As nutricionistas da Unidade Técnica do Conselho Federal de Nutricionistas (CFN), Carolina Chagas (coordenadora) e Luíza Torquato, participam hoje e amanhã da Oficina de Medidas Fiscais para a Prevenção às Doenças Crônicas Não Transmissíveis (DCTN) e Tributação de Bebidas Adoçadas Não Alcóolicas Ultraprocessadas, promovida pela Organização Pan-Americana da Saúde (OPAS), em Brasília.

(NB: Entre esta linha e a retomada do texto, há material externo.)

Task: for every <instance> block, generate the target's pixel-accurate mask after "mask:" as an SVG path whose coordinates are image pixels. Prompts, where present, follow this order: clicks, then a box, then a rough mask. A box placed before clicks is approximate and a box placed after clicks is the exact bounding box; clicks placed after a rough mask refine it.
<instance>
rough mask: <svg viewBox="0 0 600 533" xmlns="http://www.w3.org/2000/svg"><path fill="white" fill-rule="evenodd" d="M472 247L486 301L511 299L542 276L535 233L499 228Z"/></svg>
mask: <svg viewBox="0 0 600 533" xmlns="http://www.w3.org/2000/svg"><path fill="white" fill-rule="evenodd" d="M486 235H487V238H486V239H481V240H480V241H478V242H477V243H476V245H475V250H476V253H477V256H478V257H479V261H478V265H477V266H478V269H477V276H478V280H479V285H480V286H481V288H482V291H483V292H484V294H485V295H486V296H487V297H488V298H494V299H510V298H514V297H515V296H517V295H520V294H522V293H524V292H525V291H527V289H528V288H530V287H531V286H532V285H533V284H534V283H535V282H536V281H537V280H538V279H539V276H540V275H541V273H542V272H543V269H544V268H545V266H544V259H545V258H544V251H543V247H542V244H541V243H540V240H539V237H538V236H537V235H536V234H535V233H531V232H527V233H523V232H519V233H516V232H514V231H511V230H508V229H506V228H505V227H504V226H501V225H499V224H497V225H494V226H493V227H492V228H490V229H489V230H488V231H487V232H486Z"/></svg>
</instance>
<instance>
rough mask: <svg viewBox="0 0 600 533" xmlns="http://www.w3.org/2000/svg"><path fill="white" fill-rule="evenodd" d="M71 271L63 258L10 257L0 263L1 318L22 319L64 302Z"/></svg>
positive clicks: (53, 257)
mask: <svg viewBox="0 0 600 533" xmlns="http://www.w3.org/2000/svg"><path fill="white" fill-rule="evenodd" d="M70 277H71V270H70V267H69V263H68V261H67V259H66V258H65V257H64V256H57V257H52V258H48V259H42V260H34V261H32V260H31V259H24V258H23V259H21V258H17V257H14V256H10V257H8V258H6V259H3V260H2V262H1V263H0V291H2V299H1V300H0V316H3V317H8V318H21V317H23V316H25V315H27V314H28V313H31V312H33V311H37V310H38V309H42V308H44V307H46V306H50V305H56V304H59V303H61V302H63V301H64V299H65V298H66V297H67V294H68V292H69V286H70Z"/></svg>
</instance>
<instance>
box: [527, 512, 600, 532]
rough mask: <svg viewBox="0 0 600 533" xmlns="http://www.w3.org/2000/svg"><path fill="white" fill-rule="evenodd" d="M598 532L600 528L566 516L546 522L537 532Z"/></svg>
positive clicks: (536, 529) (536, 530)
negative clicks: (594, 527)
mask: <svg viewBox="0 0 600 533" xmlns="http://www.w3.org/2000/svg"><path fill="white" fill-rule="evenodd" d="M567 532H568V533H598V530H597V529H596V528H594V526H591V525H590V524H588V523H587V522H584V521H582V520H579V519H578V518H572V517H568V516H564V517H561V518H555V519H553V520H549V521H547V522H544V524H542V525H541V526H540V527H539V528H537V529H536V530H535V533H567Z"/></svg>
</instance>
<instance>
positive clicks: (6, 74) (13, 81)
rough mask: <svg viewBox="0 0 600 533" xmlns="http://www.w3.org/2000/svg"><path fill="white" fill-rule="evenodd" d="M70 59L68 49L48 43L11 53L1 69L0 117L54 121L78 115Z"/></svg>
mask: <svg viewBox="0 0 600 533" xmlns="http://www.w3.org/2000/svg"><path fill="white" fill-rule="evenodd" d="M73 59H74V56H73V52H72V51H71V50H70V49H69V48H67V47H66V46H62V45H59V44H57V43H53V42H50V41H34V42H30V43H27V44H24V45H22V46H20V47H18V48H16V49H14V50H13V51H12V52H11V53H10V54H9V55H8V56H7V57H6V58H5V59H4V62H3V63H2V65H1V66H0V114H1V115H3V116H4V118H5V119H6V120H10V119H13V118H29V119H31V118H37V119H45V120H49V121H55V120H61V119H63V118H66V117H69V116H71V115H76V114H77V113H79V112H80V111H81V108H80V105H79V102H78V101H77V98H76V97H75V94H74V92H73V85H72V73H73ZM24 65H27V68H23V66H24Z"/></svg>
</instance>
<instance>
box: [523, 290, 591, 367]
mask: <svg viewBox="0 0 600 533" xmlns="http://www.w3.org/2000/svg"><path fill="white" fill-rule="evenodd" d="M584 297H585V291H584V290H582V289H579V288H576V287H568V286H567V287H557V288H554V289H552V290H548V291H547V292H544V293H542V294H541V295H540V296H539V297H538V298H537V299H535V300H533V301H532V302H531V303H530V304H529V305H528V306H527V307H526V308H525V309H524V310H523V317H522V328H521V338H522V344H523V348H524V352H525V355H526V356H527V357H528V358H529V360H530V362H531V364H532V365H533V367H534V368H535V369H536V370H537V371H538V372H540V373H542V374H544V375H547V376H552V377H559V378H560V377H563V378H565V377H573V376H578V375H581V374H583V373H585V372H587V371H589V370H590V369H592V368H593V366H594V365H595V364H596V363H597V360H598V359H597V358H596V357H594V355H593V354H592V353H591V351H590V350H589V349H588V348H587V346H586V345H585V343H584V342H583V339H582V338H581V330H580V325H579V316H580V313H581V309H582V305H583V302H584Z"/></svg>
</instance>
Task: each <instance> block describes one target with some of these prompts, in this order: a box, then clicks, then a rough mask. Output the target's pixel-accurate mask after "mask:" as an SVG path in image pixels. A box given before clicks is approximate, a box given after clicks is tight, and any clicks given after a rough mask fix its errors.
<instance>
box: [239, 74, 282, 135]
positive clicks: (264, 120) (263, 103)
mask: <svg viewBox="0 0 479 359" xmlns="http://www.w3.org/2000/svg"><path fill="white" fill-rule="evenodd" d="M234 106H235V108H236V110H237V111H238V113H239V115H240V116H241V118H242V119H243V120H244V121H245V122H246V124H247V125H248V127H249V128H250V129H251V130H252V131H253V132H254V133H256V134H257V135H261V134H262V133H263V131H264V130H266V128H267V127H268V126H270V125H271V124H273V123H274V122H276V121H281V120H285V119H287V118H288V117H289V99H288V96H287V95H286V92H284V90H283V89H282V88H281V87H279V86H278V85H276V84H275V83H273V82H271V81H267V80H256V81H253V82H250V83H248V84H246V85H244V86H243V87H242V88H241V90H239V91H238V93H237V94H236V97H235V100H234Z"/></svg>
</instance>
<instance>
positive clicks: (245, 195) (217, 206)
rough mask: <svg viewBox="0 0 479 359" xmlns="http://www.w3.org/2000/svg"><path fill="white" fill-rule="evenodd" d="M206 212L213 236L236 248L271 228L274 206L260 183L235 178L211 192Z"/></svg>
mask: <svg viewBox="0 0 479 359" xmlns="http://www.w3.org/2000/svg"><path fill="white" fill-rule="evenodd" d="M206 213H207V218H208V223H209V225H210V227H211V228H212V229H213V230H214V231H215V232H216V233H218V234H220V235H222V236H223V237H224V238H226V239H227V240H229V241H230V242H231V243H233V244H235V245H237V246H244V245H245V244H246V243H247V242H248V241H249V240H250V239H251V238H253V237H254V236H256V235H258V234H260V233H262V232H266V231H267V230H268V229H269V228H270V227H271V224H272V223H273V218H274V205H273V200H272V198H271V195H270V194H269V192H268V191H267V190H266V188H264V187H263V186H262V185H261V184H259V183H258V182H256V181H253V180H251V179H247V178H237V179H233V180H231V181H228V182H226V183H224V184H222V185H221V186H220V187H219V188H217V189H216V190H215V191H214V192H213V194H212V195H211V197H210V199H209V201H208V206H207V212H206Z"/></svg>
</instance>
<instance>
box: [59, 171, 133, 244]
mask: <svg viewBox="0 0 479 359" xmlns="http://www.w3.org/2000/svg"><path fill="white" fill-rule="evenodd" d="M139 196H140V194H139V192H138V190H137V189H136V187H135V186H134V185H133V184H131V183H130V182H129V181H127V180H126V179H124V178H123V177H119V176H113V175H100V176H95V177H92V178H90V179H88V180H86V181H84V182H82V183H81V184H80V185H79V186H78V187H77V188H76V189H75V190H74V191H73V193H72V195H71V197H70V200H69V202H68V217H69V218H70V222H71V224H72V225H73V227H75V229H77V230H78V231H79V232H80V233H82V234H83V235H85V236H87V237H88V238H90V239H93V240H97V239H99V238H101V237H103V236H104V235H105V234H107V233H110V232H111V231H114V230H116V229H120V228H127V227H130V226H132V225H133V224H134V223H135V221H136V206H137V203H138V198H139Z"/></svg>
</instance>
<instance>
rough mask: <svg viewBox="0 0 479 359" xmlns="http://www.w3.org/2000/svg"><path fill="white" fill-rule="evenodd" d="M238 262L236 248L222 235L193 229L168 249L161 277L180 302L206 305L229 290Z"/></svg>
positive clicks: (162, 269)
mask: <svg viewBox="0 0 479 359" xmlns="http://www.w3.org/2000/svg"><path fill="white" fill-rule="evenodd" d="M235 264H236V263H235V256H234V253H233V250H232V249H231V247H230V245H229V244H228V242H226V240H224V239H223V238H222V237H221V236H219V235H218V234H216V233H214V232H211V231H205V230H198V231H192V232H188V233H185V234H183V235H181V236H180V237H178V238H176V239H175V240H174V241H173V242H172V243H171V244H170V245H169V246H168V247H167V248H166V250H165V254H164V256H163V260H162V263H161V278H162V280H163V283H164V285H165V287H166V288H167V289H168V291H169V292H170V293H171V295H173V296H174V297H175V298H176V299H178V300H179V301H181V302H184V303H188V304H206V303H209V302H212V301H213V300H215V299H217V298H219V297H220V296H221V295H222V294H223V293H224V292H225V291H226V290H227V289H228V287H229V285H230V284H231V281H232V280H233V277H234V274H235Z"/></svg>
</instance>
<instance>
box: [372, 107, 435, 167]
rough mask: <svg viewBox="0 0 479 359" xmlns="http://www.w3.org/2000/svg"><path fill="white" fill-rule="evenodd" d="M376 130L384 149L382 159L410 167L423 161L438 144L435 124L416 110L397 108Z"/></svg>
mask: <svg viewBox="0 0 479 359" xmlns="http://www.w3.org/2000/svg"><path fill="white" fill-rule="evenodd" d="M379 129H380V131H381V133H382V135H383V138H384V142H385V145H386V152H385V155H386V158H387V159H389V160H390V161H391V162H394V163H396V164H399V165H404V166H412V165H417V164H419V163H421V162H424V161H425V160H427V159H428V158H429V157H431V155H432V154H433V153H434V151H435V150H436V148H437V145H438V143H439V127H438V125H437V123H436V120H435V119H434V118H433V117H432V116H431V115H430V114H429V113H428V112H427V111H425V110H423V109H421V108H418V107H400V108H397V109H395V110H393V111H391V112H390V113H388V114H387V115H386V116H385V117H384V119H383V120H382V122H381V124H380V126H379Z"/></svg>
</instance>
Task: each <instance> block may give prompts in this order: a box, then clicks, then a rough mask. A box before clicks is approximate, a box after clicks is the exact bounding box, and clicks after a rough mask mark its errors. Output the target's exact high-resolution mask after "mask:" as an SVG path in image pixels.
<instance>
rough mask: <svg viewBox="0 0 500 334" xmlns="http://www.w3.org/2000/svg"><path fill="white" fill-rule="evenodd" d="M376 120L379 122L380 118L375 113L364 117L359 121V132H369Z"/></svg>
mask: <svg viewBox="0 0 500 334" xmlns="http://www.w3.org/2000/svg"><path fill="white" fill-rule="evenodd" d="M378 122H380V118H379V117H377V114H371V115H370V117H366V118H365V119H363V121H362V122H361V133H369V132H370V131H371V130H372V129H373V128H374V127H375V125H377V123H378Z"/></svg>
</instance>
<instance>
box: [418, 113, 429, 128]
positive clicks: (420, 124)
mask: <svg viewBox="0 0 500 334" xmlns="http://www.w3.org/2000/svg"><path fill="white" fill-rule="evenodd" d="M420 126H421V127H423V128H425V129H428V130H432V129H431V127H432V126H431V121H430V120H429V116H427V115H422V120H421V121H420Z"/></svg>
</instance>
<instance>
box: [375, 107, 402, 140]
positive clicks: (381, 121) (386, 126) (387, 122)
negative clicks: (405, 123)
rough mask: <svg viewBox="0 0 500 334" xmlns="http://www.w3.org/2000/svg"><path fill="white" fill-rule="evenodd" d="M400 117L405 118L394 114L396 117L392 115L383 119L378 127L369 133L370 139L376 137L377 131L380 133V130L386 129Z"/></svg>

Um dos objetivos do evento é compartilhar e nivelar conhecimentos dos participantes sobre os temas relativos à tributação de bebidas adoçadas não alcóolicas ultraprocessadas, bem como dar respostas ou apontar direções para questões essenciais no desenho da política fiscal para reduzir o consumo desses produtos.

O CFN defende a taxação das bebidas açucaradas como um dos fatores para inibir o consumo de tais bebidas que contribui para o aumento das DCNT e do excesso de peso. Dados da Pesquisa de Vigilância de Fatores de Risco e Proteção de Doenças Crônicas por Inquérito Telefônico (Vigitel/Ministério da Saúde) de 2017, apontam que 16,6% dos adultos tomam refrigerantes ou suco artificial (bebida açucarada) 5X ou mais por semana.

O mesmo levantamento constatou que a obesidade atinge 18,9% dos brasileiros e o excesso de peso de mais da metade da população (54%). Entre os jovens, a obesidade aumentou 110% entre 2007 e 2017.